Rarely, rebooting a container by executing a reboot from inside of it will simply power it off, and we need to start it up again with lxc start.
Subsequent reboots work fine, so this is very hard to reproduce.
For example I just now rebooted a 22.04 Ubuntu container(8 weeks uptime) on a 20.04 host with LXD 5.13 on btrfs, and it went straight to STOPPED.
This has been happening for years I believe all the way back to LXD 3.x, it’s just so impossible to reproduce for me that I haven’t gotten around to reporting it until now.
How could I possibly diagnose it or get any meaningful information about this issue?
That can happen if there’s a storage or device stop issue while the container shuts down, that should normally result in an error in lxd.log though.
If it’s somewhat reproducible with a particular container, you could run lxc monitor --pretty in a separate terminal while running reboot to catch any useful debug output.
Just had it happen again, nothing is in the lxd.log about it however, last error/warn logs are from 3 days ago, checked both snap.lxd.daemon.service and /var/snap/lxd/common/lxd/logs/lxd.log.

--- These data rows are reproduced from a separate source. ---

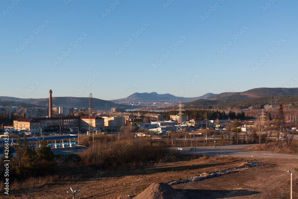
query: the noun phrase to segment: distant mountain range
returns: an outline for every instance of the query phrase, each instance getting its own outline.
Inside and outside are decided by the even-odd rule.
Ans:
[[[172,103],[176,103],[181,101],[181,102],[184,103],[201,99],[207,99],[209,97],[215,95],[216,94],[209,93],[200,97],[194,98],[184,98],[183,97],[176,97],[169,93],[158,94],[155,92],[149,93],[148,92],[142,93],[136,92],[125,98],[113,100],[110,100],[110,101],[114,102],[118,102],[122,101],[129,101],[132,102],[169,102]]]
[[[185,104],[185,108],[229,109],[258,109],[271,101],[298,102],[298,88],[259,88],[244,92],[223,92]]]

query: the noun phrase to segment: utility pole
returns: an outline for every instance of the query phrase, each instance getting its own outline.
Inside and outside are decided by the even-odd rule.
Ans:
[[[178,114],[178,115],[179,116],[179,119],[178,121],[178,125],[177,125],[177,129],[176,131],[179,131],[180,132],[182,132],[182,115],[183,115],[182,114],[182,111],[184,110],[182,109],[182,107],[183,106],[183,105],[181,104],[181,101],[180,101],[180,102],[179,103],[179,109],[177,110],[177,111],[179,111],[179,113]]]
[[[172,137],[172,144],[173,144],[173,131],[172,131],[171,132],[171,137]]]
[[[190,144],[191,145],[191,147],[193,147],[193,142],[191,141],[191,134],[190,134]]]
[[[207,112],[206,112],[206,144],[207,145]]]

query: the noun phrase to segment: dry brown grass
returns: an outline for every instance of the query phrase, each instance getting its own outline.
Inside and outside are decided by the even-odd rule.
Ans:
[[[286,143],[280,143],[278,146],[276,145],[275,142],[270,142],[261,145],[255,144],[253,146],[246,148],[244,150],[251,151],[272,151],[275,152],[284,153],[298,154],[297,146],[298,146],[298,141],[293,140],[291,145],[288,146]]]
[[[168,154],[167,161],[172,159],[164,145],[144,140],[104,143],[88,148],[80,154],[84,166],[105,169],[131,168],[148,161],[159,161]]]

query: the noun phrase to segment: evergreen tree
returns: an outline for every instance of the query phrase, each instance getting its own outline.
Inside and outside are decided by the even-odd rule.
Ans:
[[[17,138],[17,144],[14,146],[15,157],[12,158],[12,166],[20,178],[25,178],[33,171],[35,152],[33,147],[29,146],[26,135],[24,142],[21,142],[21,138]]]
[[[48,146],[48,141],[44,139],[41,142],[41,145],[36,149],[35,161],[37,168],[43,172],[49,171],[54,168],[55,164],[55,155]]]

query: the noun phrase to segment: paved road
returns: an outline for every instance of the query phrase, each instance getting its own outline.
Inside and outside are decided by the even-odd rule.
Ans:
[[[213,146],[200,146],[197,147],[189,151],[191,147],[181,147],[183,150],[181,153],[192,153],[198,155],[224,155],[251,157],[263,157],[264,158],[280,158],[298,159],[298,155],[275,153],[271,152],[246,151],[243,149],[254,145],[254,144],[230,145]],[[177,152],[180,151],[177,148],[172,148]]]
[[[55,155],[63,155],[65,154],[70,154],[73,153],[79,153],[80,150],[86,148],[86,146],[79,146],[76,148],[69,148],[68,149],[63,148],[60,149],[53,149],[52,150]]]

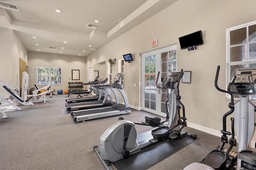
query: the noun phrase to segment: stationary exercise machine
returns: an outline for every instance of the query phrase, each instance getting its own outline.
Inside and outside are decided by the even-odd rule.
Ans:
[[[36,89],[32,91],[32,94],[29,94],[28,92],[28,74],[26,72],[22,73],[22,81],[21,93],[21,97],[24,100],[28,99],[33,102],[46,103],[48,100],[46,98],[46,95],[50,94],[50,97],[51,98],[52,93],[55,91],[55,89],[53,87],[51,87],[49,85],[42,88],[39,88],[36,84],[35,84]],[[40,93],[42,90],[44,91]]]
[[[221,131],[222,144],[217,149],[209,153],[199,163],[189,165],[184,170],[228,169],[234,168],[237,170],[256,170],[256,152],[249,150],[249,145],[254,130],[255,113],[256,107],[250,99],[250,95],[256,95],[256,68],[236,69],[232,74],[232,78],[228,87],[228,91],[220,89],[217,84],[220,67],[218,67],[215,85],[220,91],[229,94],[231,102],[228,105],[230,110],[223,116],[223,129]],[[238,95],[239,100],[234,102],[233,95]],[[231,130],[226,130],[226,117],[234,111],[234,118],[231,118]],[[234,138],[234,129],[238,140],[238,156],[231,152],[233,146],[237,144]],[[230,146],[224,150],[225,144],[228,143],[227,135],[231,135],[229,139]],[[207,168],[207,169],[206,169]]]
[[[131,113],[131,108],[129,107],[127,97],[123,90],[122,85],[118,83],[120,81],[122,75],[121,73],[116,74],[114,78],[114,83],[112,84],[95,85],[95,87],[98,88],[116,89],[122,95],[124,101],[124,104],[117,103],[110,107],[102,108],[72,111],[71,116],[75,123],[84,122],[86,121],[95,119],[130,114]]]
[[[156,79],[158,81],[160,73]],[[178,87],[183,75],[183,70],[180,72],[172,73],[166,87],[169,91],[169,117],[167,125],[158,127],[151,131],[149,138],[140,142],[136,140],[137,132],[135,124],[133,122],[120,119],[112,124],[100,137],[100,147],[95,146],[96,152],[107,169],[111,168],[109,162],[114,162],[122,159],[126,159],[129,156],[139,152],[142,149],[158,142],[168,139],[174,140],[188,134],[196,138],[196,135],[188,134],[182,130],[186,126],[185,117],[185,108],[180,101]],[[159,87],[163,88],[162,87]],[[181,117],[180,110],[183,110]]]
[[[2,81],[0,81],[0,83],[4,85],[3,87],[10,95],[10,97],[7,98],[0,96],[0,113],[2,115],[2,119],[8,117],[6,116],[6,112],[22,110],[18,106],[20,103],[23,105],[34,105],[34,103],[29,101],[30,99],[24,101],[23,99],[15,93],[15,92],[18,93],[20,93],[18,87]]]
[[[108,81],[108,79],[107,77],[102,79],[100,81],[99,81],[98,84],[100,85],[106,85],[106,82]],[[111,89],[112,90],[113,89]],[[99,101],[92,101],[67,104],[66,105],[67,110],[68,111],[78,111],[111,106],[113,104],[113,101],[110,89],[103,89],[101,88],[99,88],[98,89],[100,91],[100,95],[104,96],[104,99],[103,100],[100,100]],[[114,93],[116,97],[118,97],[117,93],[114,89],[112,91]],[[109,100],[108,99],[108,97],[109,98]]]

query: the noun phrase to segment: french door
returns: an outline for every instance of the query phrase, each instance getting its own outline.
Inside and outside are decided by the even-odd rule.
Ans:
[[[177,70],[177,45],[159,49],[142,55],[142,105],[143,110],[165,117],[167,91],[161,86],[164,80]],[[160,72],[158,81],[156,78]]]

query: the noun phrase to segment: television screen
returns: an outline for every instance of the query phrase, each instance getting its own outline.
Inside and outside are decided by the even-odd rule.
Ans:
[[[113,62],[112,62],[112,60],[111,59],[110,59],[108,60],[108,62],[109,62],[109,63],[110,64],[110,65],[113,65]]]
[[[180,37],[180,44],[181,49],[187,48],[193,46],[196,46],[204,44],[201,31],[197,31],[194,33]]]
[[[124,59],[125,61],[130,62],[131,61],[133,61],[133,59],[132,59],[132,54],[131,53],[125,54],[123,55],[123,57],[124,57]]]

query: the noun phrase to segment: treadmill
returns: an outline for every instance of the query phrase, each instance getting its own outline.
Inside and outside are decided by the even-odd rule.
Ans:
[[[99,82],[99,85],[106,85],[106,83],[108,81],[108,78],[106,77],[102,79]],[[94,85],[93,85],[94,86]],[[111,106],[113,105],[113,101],[112,96],[111,95],[110,89],[107,88],[104,89],[99,87],[97,88],[99,89],[100,90],[100,95],[104,96],[104,99],[103,100],[100,100],[98,101],[68,104],[66,105],[67,110],[68,111],[74,111]],[[110,89],[112,90],[113,93],[114,93],[116,98],[116,99],[117,97],[118,97],[117,93],[114,89]],[[108,100],[108,97],[109,97],[110,100]]]
[[[124,105],[117,103],[111,107],[98,109],[91,109],[81,111],[71,111],[70,113],[75,123],[85,122],[86,121],[96,119],[108,117],[119,115],[130,114],[131,108],[129,107],[128,99],[121,85],[119,84],[122,73],[118,73],[114,79],[112,84],[95,85],[98,88],[103,89],[114,88],[122,95],[124,100]]]
[[[104,99],[104,97],[103,96],[100,96],[100,93],[98,91],[98,90],[96,88],[94,87],[94,86],[93,85],[94,84],[97,84],[99,82],[99,76],[97,76],[93,81],[91,82],[81,84],[81,85],[91,85],[92,87],[94,88],[94,90],[95,92],[95,93],[96,93],[96,95],[89,97],[86,97],[80,98],[76,98],[67,99],[66,100],[66,101],[67,102],[67,103],[74,103],[79,102],[84,102],[86,101],[98,101],[100,99],[100,100],[103,100]]]

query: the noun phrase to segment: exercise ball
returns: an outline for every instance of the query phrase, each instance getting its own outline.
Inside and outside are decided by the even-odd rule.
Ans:
[[[51,86],[49,89],[48,89],[48,90],[53,90],[53,91],[51,91],[51,93],[54,93],[55,91],[56,91],[56,89],[55,89],[55,87],[52,87],[52,86]]]
[[[40,91],[40,93],[44,93],[44,92],[45,91],[46,91],[46,90],[41,90]]]
[[[33,91],[34,91],[36,90],[36,87],[32,87],[29,90],[29,94],[33,95]]]
[[[66,89],[64,91],[64,93],[65,93],[65,94],[68,94],[68,90]]]
[[[58,93],[58,94],[59,95],[61,95],[63,93],[63,91],[61,89],[60,89],[58,90],[58,91],[57,91],[57,93]]]

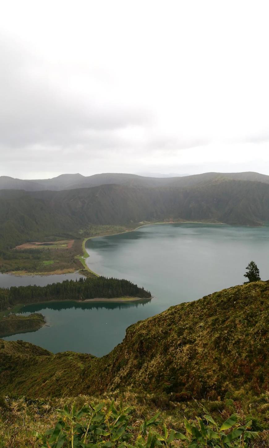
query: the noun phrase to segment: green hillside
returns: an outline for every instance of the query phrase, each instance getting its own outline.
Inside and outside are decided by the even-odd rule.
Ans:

Container results in the unwanted STOPPED state after issuing a reboot on the container itself.
Subsequent reboots are normal as usual.
This is 22.04 host and client on 5.15.0-58-generic with LXD 5.13 using btrfs.
Thankfully I have been able to reproduce this with another container on the same host with lxc monitor attached, but not sure if it has anything helpful in it.
I’ve been having the same issue with LXC 4.0.2 (no LXD) in Alt Linux (kernel 5.10.176). It happened from time to time in the past but after I changed limits as described in Linux Containers - LXD - Has been moved to Canonical - it happens almost every time now.
lxc-monitor shows nothing useful:
‘ts-print’ changed state to [STARTING]
‘ts-print’ changed state to [RUNNING]
‘ts-print’ exited with status [0]
‘ts-print’ changed state to [STOPPING]
‘ts-print’ changed state to [STOPPED]
‘ts-print’ changed state to [STARTING]
‘ts-print’ changed state to [RUNNING]
‘ts-print’ changed state to [ABORTING]
‘ts-print’ changed state to [STOPPING]
‘ts-print’ changed state to [STOPPED]
lxc 20230601135455.311 TRACE commands - ../src/src/lxc/commands.c:lxc_cmd:521 - Opened new command socket connection fd 34 for command "get_devpts_fd"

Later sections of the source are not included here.